Let $A$ be the adjacent matrix of the graph $G$.
Since $t^8-24t^6-64t^5-48t^4 = t^4(t-6)(t+2)^3$, $$\text{spec}(A) = \begin{pmatrix} 6 & 0 & -2 \\ 1 & 4 & 3 \end{pmatrix}.$$
Is there any way to determine $G$ by the spectrum of $A$?
The first obvious thing to notice is that the graph has 8 vertices as the characteristic polynomial is of degree 8.
Secondly, the graph has 24 edges due to the degree 6 term. To see this, suppose that $\pi$ is a permutation of $[8]$ which contributes to the $t^6$ term. Since the diagonal entries of $A-tI$ are all $-t$, $\pi=(ij)$ for some $i\neq j$. Then $\pi$ contributes a non-zero value iff $ij$ is an edge of the graph. Furthermore, all of these permutations have the same sign, so you know there's no cancellation. Hence, $G$ must have 24 edges.
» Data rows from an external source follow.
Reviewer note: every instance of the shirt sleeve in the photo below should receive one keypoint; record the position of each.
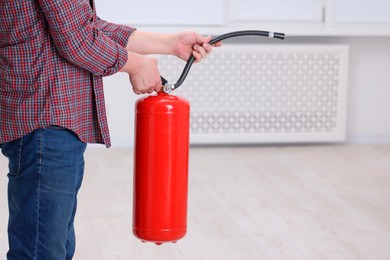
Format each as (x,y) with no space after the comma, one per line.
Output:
(117,32)
(79,40)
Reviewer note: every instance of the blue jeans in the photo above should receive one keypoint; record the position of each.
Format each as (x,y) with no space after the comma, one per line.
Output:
(45,173)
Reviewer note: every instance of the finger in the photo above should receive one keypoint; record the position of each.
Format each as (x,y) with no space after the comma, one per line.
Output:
(207,47)
(197,56)
(200,50)
(202,39)
(158,88)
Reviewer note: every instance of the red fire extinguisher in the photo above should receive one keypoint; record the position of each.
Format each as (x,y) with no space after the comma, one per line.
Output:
(161,159)
(161,168)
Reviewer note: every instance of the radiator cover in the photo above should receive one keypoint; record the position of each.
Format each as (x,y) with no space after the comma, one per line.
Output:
(265,93)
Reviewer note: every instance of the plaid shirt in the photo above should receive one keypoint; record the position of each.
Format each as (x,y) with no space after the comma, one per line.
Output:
(53,55)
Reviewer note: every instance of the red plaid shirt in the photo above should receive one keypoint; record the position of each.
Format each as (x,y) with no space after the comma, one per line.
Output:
(53,55)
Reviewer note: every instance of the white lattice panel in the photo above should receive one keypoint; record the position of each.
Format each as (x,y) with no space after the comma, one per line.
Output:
(265,93)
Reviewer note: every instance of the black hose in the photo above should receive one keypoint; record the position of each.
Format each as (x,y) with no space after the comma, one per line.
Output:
(218,39)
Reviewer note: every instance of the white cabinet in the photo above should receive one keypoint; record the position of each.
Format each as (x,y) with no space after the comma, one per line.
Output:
(162,13)
(363,11)
(277,10)
(294,17)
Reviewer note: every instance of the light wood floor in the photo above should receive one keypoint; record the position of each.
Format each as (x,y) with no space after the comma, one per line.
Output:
(270,202)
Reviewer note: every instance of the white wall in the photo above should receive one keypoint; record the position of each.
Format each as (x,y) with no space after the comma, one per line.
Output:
(368,112)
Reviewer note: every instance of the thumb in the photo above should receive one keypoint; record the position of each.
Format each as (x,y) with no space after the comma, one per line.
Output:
(203,39)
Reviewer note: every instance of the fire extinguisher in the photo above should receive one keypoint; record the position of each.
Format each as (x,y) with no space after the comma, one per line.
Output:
(161,150)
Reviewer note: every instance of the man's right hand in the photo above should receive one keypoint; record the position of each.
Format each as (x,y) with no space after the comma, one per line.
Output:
(143,73)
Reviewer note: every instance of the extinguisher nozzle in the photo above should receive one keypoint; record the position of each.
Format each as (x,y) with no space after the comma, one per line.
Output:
(168,88)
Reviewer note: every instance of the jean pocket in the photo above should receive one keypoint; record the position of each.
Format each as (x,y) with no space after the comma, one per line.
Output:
(13,151)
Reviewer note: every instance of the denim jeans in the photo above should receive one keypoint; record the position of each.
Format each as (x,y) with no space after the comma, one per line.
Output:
(45,173)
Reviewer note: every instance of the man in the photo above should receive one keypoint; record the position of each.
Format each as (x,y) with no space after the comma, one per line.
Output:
(53,55)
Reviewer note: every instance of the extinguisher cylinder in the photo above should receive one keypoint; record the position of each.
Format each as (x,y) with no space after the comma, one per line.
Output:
(161,168)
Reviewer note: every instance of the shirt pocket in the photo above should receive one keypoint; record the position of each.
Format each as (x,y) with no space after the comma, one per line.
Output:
(20,69)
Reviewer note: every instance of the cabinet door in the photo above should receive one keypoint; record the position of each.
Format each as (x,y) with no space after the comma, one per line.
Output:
(277,10)
(156,12)
(363,11)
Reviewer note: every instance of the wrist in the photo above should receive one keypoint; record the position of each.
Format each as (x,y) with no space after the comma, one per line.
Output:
(131,63)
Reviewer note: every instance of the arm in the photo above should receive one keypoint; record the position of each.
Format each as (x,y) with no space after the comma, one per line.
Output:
(182,44)
(78,40)
(117,32)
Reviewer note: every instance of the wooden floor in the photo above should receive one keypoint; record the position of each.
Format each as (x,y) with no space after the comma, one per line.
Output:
(269,202)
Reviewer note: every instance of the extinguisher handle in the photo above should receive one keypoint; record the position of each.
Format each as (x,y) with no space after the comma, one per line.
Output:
(170,87)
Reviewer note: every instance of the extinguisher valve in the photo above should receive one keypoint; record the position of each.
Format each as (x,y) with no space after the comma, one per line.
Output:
(168,88)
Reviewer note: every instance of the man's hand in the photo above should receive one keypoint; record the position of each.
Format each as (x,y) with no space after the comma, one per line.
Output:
(143,73)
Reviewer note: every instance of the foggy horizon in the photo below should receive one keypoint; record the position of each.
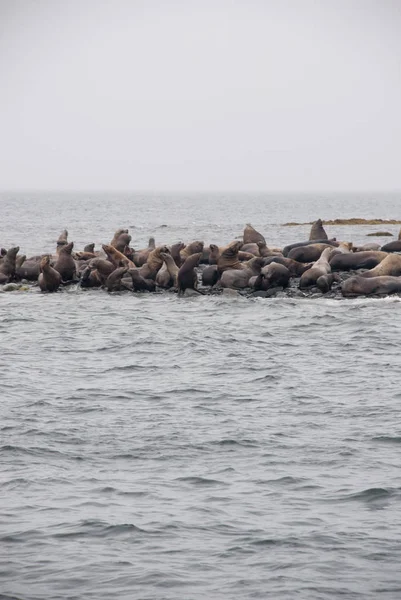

We can do a similar analysis for the $t^5$ term. If $\pi$ is a permutation that contributes to this term, then it has exactly $5$ fixed points, so $\pi=(ijk)$ for some $i\neq j\neq k$. By similar reasoning as above, we know that $G$ has 32 triangles (32 instead of 64 since each triangle is counted twice).
Next, for the $t^4$ term. A permutation contributing here either has the form $(ij)(k\ell)$ or $(ijk\ell)$. The $(ijk\ell)$ terms count copies of $C_4$ (again, each one is counted twice) and the $(ij)(k\ell)$ terms count pairs of disjoint edges (each pair is only counted once here). The caveat here is that these permutations have opposite signs, so you need to take that into account.
Continuing in this fashion, you can get a relations between various other cycle types.
I know this doesn't completely answer your question, but maybe you can get enough information so that an exhaustive search with naughty won't take too long.
Edit: After I wrote this, I realized that the fact that the graph has 24 edges restricts things a lot as a graph on 8 vertices has at most 28 edges. My guess is that the graph must be the complement of a perfect matching since this graph also has the correct number of triangles.